Ask a frontier AI model to write a sonnet and it will produce something competent, occasionally beautiful. Ask it to count the letter 'r' in the word 'strawberry' and there is a meaningful chance it will get it wrong. This is not a bug awaiting a patch. It is a window into how these systems actually think—or rather, how they do something that resembles thinking while operating on fundamentally different principles than a human mind.
The counting problem has become a minor internet sport: users delight in catching sophisticated models fumbling elementary arithmetic, miscounting syllables, or losing track of items in a list. The failures seem absurd given that these same systems can explain quantum chromodynamics or generate working Python scripts. But the absurdity is instructive. It reveals that large language models are not general reasoners with occasional blind spots. They are pattern-completion engines of extraordinary power operating in a space where counting is genuinely hard and reasoning is surprisingly easy.
The architecture of approximation
Language models process text as tokens—chunks that might be a word, part of a word, or a punctuation mark. They never see individual letters the way you do when you scan a word character by character. When asked to count letters, the model must infer the answer from patterns in its training data, essentially guessing based on how similar questions were answered before. This is why 'strawberry' trips them up: the double-r is orthographically unusual, and the model's statistical intuitions lead it astray.

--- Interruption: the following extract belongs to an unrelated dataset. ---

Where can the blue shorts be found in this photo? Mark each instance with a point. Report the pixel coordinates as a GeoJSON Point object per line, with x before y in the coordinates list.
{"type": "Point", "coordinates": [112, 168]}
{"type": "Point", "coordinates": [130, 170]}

Arithmetic poses similar challenges. Models can perform calculations, but they do so by recognizing patterns in how numbers combine, not by executing the stepwise algorithms humans learn in school. Small numbers work fine because the training data contains abundant examples. Large or unusual numbers produce errors because the model is interpolating in regions where its pattern-matching grows unreliable. It is less a calculator than a savant who has memorized thousands of multiplication tables and guesses at the rest.

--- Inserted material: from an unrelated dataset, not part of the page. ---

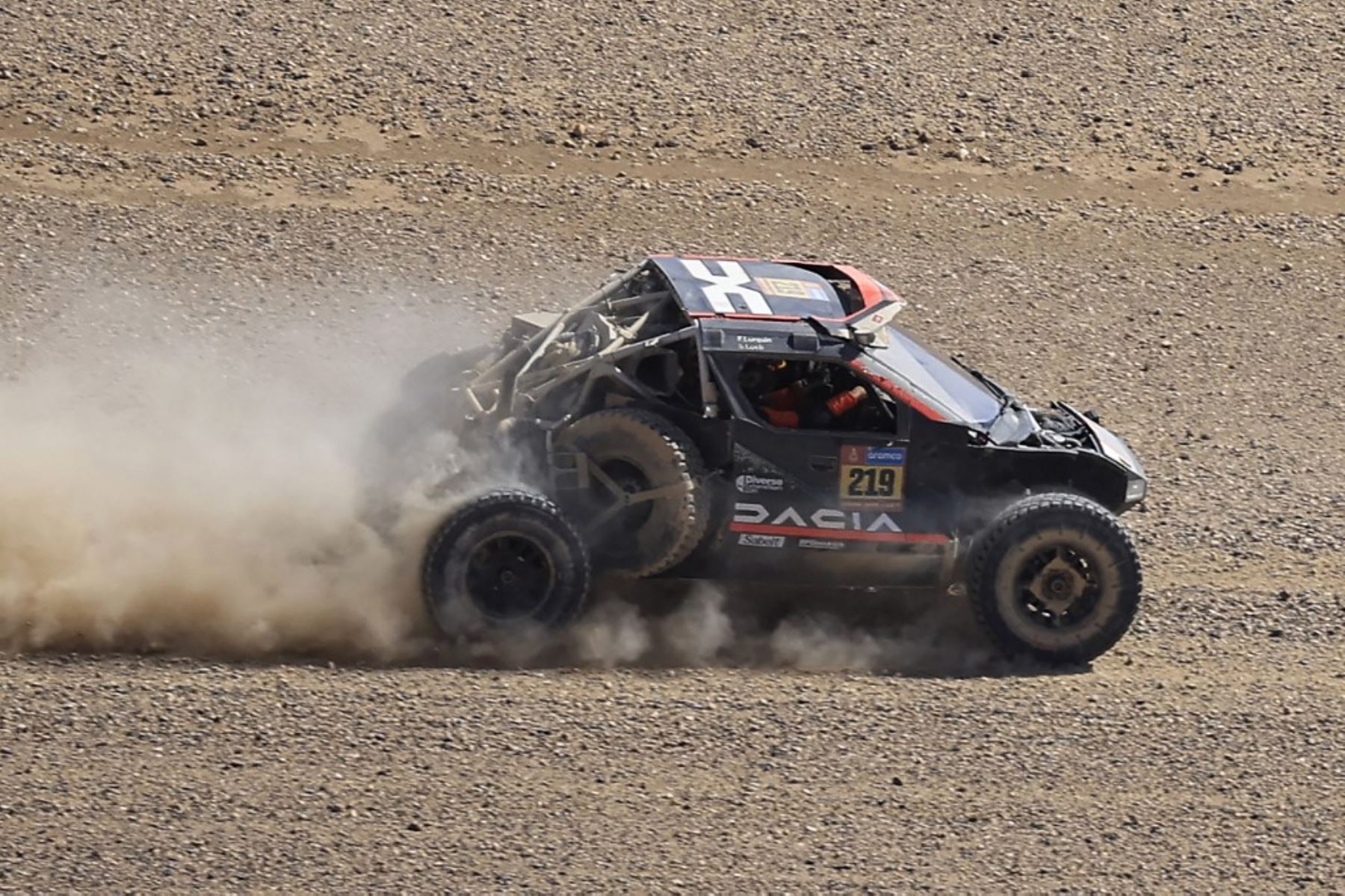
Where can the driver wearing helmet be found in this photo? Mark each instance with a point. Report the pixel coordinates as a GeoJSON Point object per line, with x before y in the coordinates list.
{"type": "Point", "coordinates": [797, 398]}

What comes easily, what comes hard
The inversion of difficulty is striking. Tasks that require years of human education—legal analysis, code generation, literary pastiche—emerge almost automatically from sufficient scale and training data. These are, in a sense, pattern-rich domains where statistical regularities run deep. Meanwhile, tasks that children master effortlessly—counting, tracking objects through time, maintaining consistent spatial reasoning—remain stubbornly difficult because they require something other than pattern completion.
This suggests that what we call intelligence may be less unified than we assume. Human cognition integrates symbolic manipulation, embodied intuition, and statistical learning into a seamless whole. Language models have achieved remarkable capability in one dimension while remaining curiously impoverished in others. They are not early-stage general intelligences. They are a new kind of cognitive tool, powerful in ways we are still learning to exploit and limited in ways we are still learning to map.
Our take
The counting failures are not embarrassing glitches to be patched away. They are honest signals about what these systems are and are not. A technology that can draft a persuasive essay but cannot reliably count syllables is not a flawed human substitute—it is something genuinely novel, with a capability profile unlike anything evolution or engineering has produced before. The sooner we stop measuring AI against human benchmarks and start understanding it on its own terms, the sooner we will learn to use it wisely. The strawberry test is not a gotcha. It is a koan.